Poet: Emily Dickinson
Each that we lose takes part of us;
Volume: Complete Poems of Emily Dickinson
Year: Published/Written in 1955
Poem of the Day:
Oct 17 2008
Comment 3 of 3, added on May 13th, 2011 at 9:09 PM.
One of my all-time favourite poems by one of my all-time favourite poets! Speaks just so perfectly about loss and memory.
Comment 2 of 3, added on April 20th, 2010 at 2:21 AM.
That's an interesting comment, Roy, but the truth of the matter is that Dickinson sent this poem in a letter to the Norcross sisters, thanking them for their sympathy note regarding the death of Dickinson's friend Judge Lord. There are several relationships Dickinson maintained with others and the outside world that are apparent in this letter: her relationship with Judge Lord, with the Norcross sisters, and to her contemporary poets, as she paraphrases Elizabeth Barrett Browning's work within it. When one knows the historical context of Dickinson's poetry, that reader may better understand her writing and also leave behind the assumption that a poem must be straightforward, titled, and rigid in order to be "poetry" in the first place.
from United States
Comment 1 of 3, added on October 17th, 2008 at 3:01 PM.

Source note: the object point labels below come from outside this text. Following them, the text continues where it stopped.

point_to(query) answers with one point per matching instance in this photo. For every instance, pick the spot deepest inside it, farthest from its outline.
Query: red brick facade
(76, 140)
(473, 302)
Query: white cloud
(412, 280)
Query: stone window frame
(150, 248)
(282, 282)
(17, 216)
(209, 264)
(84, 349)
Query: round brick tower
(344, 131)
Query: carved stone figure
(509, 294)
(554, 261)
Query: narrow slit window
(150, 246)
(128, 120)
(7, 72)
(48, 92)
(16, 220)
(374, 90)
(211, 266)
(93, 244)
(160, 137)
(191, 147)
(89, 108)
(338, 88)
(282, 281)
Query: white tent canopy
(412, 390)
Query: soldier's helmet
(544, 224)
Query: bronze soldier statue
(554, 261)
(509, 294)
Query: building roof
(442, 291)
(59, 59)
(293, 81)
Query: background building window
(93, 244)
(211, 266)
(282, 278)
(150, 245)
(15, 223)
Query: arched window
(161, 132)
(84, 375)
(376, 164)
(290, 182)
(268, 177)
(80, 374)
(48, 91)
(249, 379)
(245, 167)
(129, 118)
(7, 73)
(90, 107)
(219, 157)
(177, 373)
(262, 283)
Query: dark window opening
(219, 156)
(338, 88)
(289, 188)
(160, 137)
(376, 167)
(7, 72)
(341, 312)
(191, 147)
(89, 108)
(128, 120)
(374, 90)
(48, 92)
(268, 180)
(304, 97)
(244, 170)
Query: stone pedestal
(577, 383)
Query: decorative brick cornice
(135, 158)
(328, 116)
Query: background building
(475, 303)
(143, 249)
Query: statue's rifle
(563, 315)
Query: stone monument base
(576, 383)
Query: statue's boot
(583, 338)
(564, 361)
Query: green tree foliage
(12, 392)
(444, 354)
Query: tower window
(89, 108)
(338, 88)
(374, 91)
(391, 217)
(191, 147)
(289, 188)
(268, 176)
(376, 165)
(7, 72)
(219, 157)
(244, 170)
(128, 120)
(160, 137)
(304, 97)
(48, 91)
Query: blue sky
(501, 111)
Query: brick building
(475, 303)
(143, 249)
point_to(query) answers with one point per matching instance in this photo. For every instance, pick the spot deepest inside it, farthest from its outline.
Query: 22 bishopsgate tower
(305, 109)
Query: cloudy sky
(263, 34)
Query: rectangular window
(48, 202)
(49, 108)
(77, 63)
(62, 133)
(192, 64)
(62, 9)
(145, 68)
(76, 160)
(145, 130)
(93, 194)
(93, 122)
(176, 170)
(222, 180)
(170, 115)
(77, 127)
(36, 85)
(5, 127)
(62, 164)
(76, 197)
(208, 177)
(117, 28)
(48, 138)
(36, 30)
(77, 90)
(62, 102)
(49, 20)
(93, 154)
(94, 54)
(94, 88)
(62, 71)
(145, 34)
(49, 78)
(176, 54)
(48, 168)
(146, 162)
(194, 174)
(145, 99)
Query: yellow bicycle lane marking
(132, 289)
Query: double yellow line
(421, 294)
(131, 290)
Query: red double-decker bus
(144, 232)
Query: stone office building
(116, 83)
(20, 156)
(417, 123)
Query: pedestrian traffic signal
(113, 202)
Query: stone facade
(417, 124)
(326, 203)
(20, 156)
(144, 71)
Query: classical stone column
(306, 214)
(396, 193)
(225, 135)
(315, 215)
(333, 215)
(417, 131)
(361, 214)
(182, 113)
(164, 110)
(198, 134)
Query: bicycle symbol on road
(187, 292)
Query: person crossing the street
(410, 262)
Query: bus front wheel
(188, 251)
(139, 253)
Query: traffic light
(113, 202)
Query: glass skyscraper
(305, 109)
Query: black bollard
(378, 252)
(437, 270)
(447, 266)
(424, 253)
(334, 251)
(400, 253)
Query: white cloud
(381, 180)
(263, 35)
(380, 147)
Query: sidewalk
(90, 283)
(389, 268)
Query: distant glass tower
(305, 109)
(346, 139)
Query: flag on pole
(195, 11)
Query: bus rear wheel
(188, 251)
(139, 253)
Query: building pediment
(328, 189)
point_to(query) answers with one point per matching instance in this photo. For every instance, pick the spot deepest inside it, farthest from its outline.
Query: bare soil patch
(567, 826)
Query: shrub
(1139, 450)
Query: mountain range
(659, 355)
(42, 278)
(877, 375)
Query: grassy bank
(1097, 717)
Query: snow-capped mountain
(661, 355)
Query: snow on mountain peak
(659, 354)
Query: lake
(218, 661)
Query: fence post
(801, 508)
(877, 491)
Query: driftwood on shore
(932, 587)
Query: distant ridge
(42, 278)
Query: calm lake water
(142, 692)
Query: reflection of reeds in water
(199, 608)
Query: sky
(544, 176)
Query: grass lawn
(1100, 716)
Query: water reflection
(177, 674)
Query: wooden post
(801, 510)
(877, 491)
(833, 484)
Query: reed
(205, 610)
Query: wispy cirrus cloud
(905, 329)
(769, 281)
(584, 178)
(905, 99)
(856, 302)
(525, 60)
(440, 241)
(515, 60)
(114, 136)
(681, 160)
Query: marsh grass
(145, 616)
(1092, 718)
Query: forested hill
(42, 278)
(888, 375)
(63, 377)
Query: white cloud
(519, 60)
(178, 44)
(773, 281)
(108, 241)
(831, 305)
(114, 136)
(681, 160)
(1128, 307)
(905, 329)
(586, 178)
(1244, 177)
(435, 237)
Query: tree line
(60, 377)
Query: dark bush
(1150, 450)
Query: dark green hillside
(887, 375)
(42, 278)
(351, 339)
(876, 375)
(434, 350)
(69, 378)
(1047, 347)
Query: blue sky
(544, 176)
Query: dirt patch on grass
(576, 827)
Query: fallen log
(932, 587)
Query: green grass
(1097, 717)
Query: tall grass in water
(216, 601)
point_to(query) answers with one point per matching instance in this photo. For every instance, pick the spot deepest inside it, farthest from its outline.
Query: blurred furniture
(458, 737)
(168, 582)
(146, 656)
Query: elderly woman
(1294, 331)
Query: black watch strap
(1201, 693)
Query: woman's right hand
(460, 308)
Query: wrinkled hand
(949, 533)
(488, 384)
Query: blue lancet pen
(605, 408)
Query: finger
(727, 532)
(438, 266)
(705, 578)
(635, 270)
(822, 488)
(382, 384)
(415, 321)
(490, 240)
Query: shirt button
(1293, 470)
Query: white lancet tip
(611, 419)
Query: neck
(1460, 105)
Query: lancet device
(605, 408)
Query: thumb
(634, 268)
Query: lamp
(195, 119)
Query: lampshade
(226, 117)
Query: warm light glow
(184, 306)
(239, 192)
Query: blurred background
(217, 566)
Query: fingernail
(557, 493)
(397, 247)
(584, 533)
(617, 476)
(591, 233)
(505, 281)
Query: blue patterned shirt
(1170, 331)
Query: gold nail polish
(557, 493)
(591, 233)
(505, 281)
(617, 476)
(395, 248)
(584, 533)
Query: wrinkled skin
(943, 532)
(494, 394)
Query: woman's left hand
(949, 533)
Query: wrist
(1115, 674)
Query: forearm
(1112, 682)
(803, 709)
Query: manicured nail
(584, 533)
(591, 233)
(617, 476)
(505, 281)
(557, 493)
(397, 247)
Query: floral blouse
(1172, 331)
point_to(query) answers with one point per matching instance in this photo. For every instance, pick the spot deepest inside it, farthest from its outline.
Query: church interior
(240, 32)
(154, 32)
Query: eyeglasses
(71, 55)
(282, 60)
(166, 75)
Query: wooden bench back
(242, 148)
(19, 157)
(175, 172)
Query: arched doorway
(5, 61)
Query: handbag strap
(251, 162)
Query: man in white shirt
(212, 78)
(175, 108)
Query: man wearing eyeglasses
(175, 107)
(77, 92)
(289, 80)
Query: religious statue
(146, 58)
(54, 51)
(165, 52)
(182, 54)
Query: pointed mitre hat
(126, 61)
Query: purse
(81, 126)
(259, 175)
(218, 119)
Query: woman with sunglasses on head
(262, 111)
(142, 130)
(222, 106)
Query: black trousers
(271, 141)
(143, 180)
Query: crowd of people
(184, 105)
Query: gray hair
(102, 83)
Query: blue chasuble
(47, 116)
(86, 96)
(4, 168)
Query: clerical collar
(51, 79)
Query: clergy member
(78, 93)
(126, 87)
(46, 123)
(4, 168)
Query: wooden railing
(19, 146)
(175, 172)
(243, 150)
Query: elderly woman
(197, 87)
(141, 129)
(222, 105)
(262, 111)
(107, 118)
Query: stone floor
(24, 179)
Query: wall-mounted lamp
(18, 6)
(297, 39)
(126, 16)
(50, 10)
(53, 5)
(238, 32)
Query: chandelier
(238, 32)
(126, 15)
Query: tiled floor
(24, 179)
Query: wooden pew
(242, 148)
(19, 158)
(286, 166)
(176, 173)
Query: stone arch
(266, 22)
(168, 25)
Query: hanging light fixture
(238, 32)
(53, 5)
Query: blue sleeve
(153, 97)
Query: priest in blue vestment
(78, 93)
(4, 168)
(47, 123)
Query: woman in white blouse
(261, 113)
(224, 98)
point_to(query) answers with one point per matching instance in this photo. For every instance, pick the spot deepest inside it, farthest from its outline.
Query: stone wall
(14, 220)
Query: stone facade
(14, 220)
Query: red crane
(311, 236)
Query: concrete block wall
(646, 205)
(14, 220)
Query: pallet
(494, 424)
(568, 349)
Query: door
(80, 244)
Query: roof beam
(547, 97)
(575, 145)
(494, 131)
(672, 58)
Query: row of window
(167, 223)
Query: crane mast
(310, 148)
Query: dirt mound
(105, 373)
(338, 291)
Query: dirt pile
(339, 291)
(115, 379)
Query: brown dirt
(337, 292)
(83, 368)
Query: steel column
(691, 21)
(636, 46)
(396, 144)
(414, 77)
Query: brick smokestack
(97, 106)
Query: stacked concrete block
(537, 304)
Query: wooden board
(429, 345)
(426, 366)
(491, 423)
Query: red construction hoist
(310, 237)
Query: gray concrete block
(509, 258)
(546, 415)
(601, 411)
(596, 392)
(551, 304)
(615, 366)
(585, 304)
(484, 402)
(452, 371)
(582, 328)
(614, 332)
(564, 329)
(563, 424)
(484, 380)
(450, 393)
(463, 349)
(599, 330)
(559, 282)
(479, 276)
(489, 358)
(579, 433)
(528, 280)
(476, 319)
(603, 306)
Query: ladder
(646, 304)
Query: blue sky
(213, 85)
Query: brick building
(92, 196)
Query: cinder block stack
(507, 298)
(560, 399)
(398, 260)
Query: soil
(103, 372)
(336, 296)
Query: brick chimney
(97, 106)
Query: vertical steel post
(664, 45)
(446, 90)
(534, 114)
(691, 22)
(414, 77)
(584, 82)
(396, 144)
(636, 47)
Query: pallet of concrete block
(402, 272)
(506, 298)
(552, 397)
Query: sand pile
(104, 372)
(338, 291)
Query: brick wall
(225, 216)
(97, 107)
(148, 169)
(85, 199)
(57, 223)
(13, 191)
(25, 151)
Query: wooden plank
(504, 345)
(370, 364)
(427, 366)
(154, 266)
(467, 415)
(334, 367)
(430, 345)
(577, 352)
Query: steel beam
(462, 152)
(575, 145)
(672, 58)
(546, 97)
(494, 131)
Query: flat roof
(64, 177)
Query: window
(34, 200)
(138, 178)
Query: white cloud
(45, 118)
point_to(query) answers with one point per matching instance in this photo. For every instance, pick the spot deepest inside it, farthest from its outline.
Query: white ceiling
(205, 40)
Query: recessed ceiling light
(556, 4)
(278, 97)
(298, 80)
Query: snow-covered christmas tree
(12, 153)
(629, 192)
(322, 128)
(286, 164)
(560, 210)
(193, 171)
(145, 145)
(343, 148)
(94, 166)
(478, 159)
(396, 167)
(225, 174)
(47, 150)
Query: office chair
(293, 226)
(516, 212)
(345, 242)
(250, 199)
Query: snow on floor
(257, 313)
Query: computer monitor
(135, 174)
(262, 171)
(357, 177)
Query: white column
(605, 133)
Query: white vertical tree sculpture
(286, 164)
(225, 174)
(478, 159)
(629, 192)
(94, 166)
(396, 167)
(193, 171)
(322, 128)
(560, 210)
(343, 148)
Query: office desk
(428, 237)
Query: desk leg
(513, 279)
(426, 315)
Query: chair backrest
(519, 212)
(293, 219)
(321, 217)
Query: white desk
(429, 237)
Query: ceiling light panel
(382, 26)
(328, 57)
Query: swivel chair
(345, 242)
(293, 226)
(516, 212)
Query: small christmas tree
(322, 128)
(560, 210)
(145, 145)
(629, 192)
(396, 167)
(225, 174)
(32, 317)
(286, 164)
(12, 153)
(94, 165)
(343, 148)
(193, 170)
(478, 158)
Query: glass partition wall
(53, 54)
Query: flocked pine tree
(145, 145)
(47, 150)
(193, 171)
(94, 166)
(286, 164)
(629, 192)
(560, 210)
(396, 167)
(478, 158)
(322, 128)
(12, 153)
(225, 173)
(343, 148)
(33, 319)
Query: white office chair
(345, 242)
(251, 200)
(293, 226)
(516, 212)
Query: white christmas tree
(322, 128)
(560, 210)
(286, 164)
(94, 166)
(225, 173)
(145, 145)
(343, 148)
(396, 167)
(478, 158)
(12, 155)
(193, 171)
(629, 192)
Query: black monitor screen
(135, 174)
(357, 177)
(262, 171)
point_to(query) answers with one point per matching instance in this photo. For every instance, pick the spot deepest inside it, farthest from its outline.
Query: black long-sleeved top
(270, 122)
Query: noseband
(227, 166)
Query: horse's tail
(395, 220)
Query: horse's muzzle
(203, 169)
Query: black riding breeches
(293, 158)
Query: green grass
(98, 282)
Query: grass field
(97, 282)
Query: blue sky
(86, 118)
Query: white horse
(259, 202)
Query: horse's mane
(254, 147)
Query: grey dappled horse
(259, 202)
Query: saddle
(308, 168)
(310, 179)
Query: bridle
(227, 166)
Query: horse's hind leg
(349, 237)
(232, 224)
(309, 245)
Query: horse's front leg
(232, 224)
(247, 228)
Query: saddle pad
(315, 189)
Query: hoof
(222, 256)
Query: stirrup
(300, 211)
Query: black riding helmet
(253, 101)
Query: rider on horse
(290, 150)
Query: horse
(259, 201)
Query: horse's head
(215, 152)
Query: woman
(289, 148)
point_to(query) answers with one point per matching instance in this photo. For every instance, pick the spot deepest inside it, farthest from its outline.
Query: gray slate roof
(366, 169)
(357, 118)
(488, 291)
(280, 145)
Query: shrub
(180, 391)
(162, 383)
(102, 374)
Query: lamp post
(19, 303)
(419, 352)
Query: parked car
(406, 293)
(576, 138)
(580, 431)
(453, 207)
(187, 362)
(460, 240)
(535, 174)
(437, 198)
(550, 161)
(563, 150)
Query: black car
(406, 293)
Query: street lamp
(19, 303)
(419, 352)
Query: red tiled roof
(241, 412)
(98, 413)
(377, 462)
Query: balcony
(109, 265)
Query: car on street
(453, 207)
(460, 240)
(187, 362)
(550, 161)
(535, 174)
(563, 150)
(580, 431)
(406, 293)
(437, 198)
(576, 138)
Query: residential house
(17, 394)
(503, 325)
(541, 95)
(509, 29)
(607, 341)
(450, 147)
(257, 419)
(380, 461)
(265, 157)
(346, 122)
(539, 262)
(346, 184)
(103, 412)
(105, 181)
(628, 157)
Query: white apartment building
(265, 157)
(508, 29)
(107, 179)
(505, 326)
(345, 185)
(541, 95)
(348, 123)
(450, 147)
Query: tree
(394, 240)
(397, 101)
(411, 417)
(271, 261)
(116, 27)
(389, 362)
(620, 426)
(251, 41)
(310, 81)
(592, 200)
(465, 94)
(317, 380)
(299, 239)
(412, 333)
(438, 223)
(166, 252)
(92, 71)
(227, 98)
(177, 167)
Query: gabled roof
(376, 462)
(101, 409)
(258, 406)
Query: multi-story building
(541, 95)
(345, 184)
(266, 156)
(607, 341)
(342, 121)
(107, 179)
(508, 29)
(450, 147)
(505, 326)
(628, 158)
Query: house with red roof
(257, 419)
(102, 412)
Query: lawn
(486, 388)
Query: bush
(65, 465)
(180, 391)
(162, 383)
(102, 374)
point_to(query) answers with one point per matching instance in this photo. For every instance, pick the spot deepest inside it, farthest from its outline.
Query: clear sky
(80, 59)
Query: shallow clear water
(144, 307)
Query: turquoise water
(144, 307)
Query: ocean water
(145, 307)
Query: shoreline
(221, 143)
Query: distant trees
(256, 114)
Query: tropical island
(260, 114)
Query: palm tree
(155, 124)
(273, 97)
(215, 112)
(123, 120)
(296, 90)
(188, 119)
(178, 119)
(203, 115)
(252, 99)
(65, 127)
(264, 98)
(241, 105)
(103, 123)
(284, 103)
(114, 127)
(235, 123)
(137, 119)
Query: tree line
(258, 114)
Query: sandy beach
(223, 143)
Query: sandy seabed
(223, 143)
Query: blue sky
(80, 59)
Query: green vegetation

What drivel. Nonsense. In addition to having no accessible literal meaning, it suffers from a complete lack of any clues with which an allegorical, metaphysical, metaphorical, or other abstract message could be inferred. If she had only ceased her self-imposed seclusion to commune with the outer world, not been so wrapped in herself, perhaps she would have become what she did not, a poet.